The festival also showcased animated concerts that combined music and drawing, giving life to the sound of instruments through breathtaking illustrations. Six such concerts, accompanied by live drawings, depicted how comic strips can constitute an extraordinary platform of self-expression.
No less than 30 events were spread throughout the city of Beirut, each featuring a different neighborhood
No less than 30 events were spread throughout the city of Beirut, each featuring a different neighborhood. Exhibits, conferences, and workshops took place at the American University of Beirut, the Lebanese Academy of Fine Arts, the Dar el Nimeh Institute, the French Institute and the National Museum of Beirut.
The festival was also decentralized with performances and expositions throughout the country. Tripoli, for example, hosted an exhibit entitled, “In the port of Tripoli, there are bubbles.” Saida saw workshops and an exposition examining the relationship between comics and manga, the graphic novel/comic art form emanating from Japan. Other events were held in Zahle, Jounieh, and Deir el Qamar, offering a beautiful way to salute the cultural and artistic richness of Lebanon, a country where attention has been concentrated around Beirut for too long, at the expense of artists from other regions.
Artists of 14 nationalities participated in the festival, highlighting their common Arabic identity, language, and personal and political challenges. Invited authors mentioned the emergence of an “Arab scene” in comics, an art that has long remained concentrated in the West. They see comics not only as a means of self-expression, but also as a way to reclaim their space and identity.
Artists of 14 nationalities participated in the festival, highlighting their common Arabic identity.
As artists struggle to make a living from their work, due to the lack of local funding and interest from a broad audience, with this festival they seek to give more visibility to an art form that is still not widely recognized in the Arab world.

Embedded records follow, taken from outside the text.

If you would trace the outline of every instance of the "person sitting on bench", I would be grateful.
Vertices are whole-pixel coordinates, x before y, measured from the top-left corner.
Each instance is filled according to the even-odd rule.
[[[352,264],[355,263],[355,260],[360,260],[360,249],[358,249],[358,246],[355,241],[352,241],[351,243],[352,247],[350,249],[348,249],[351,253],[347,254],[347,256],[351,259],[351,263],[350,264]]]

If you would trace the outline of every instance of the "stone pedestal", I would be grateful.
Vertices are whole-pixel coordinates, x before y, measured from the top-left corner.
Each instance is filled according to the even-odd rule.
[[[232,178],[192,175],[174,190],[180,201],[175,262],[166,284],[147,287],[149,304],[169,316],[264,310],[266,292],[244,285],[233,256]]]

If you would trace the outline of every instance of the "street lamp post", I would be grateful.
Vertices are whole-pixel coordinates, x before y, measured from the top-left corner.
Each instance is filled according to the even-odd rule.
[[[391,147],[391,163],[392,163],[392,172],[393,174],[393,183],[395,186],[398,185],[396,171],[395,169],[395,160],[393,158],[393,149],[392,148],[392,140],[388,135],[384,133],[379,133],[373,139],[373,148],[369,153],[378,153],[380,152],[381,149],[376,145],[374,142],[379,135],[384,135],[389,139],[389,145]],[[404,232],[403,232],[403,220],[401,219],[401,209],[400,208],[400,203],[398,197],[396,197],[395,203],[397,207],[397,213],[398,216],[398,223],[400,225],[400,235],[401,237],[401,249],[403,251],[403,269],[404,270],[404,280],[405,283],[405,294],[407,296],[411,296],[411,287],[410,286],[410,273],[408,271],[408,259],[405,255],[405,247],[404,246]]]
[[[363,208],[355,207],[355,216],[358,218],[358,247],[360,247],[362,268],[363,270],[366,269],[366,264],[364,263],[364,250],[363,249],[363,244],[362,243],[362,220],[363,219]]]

Both censorship and political threats continue to hinder this art form marked by its insolence and total freedom of expression.
French Ambassador Anne Grillo stated in her introductory remarks that the festival created “bridges between French and Arab artists.” Indeed, the Institute has been involved for years in supporting Lebanese artists, particularly through financial grants, but also through the program “Nafas” which brings 100 Lebanese artists to France every year and assists them in developing research and creative projects.
The festival provided another opportunity for the French to discover the Arab cultural scene and to create lasting links with Arab professionals. It also served as a bridge among Arab artists themselves.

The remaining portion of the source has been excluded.